Why not just say the word "hysteresis" and bring some magnets to class for show-and-tell to help your students develop an intuition for the "h" parameter in RNNs.

4 comments

Like jimsimmons said below, I believe it traditionally refers to 'hidden'. which was in vogue at the time for both feedforward nets and RNNs as well as any other other neural networks in the 90's or so and on. This trend actually continued for a while and I learned it in one of Hintons' main online classes which was made somewhere between 2012-2015 or so IIRC (though I opted to switch to reading and trying to implement raw papers instead as my brain works intuitively strangely, on the whole).

You can think of it as everything the RNN knows about what you're doing and a thing that evolves from place to place as you go. Because it is iterated on itself as a map, it abides by some very interesting properties that let it represent some very difficult functions, though actually attaining a representation of those functions is rather difficult indeed in my experience from what I've seen.

There are one or two rather successful projects trying to keep RNNs both alive and competitive with transformers. I think they do very well on the whole, though the transformers seem to have slightly improved parameter efficiency, generally speaking.

I hope this helps you with your question, please do let me know if you have any other follow up questions on this topic/matter. (: (: :) :)
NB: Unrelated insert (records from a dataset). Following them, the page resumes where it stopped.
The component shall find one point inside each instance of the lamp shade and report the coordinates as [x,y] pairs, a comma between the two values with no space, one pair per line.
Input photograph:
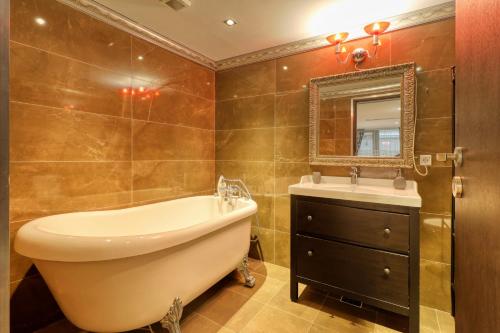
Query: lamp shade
[377,28]
[337,38]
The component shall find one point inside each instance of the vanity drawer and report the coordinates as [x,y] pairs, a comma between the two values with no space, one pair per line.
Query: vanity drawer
[370,227]
[373,273]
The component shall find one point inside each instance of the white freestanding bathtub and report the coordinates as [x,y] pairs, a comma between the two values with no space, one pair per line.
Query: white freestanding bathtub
[112,271]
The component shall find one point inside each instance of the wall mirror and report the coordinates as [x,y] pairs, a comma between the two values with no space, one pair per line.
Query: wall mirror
[363,118]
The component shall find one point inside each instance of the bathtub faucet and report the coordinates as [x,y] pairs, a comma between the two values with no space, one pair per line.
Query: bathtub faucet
[232,189]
Hmm i read a tonne of RNN lit before 2020 and 'd never come across the term "hysteresis parameter" standing in for the hidden units. is it a recent trend? Google seem to suggest so
I didn't mention anything at all about a hysteresis parameter.
Hidden state?
hysteresis is also important to understand for working with radio networking.
And for analog electronics in general!
And for non linear forcing of plasmas… but it’s been many years since my phd
As defined by the lecturer herself, "h(t) = h(t-1)", the very definition of hysteresis.
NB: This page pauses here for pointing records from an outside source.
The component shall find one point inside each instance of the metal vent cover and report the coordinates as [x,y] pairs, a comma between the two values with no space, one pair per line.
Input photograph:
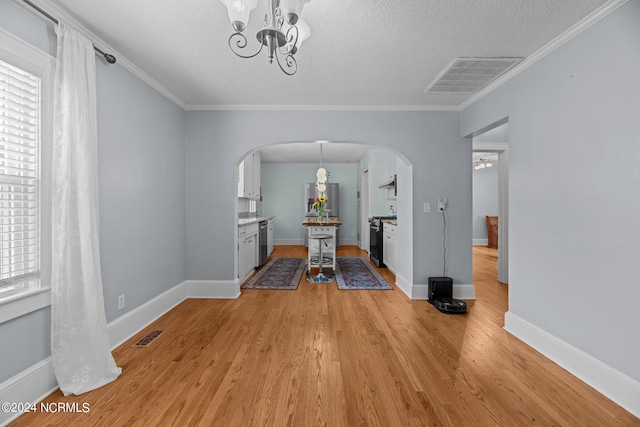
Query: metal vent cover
[469,75]
[148,339]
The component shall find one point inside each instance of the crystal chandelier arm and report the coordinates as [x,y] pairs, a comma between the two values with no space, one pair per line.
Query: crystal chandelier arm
[290,64]
[241,43]
[292,39]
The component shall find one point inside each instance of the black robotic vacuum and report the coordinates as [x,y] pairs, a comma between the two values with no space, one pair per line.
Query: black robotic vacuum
[450,305]
[441,296]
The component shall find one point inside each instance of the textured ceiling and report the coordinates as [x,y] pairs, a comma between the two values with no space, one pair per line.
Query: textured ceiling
[370,54]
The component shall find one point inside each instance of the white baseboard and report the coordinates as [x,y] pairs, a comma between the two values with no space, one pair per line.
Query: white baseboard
[38,381]
[619,387]
[129,324]
[404,285]
[31,385]
[219,289]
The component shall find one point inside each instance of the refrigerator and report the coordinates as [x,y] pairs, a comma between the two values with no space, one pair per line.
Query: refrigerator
[333,203]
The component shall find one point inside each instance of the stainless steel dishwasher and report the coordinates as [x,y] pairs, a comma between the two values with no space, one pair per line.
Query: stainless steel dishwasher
[262,241]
My point is that the lecturer missed a golden opportunity to give her students a natural intuition of "h" that they can see, feel and touch and that will serve them well for their entire careers.

The only thing "hidden" about "h" is that hysteresis is hidden in plain site in her lecture - maybe the lecturer did not know herself.

Neural networks have an undeserved reputation for being mysterious, and maybe that is partly due to a lack of basic physics knowledge.

> As defined by the lecturer herself, "h(t) = h(t-1)", the very definition of hysteresis.

How is that a definition of hysteresis?

Hysteresis is when state is a function of previous state, not identical to previous state.

It's just simplified pseudoscope using the lecturer's own notation from her slides to make my point.

The following is the lecturer's full TeX form if that helps:

h(t) = \tanh \left(h(t-1) W_{\text{hh}}^T+x(t) W_{\text{hx}}^T\right)

However, I don't want our readers to get distracted by line noise; h(t) = h(t - 1) makes my point.

Back in the day, having taken some kind of statistical signal processing course would have been common before getting into neural networks. That would likely have covered a lot of intuitions.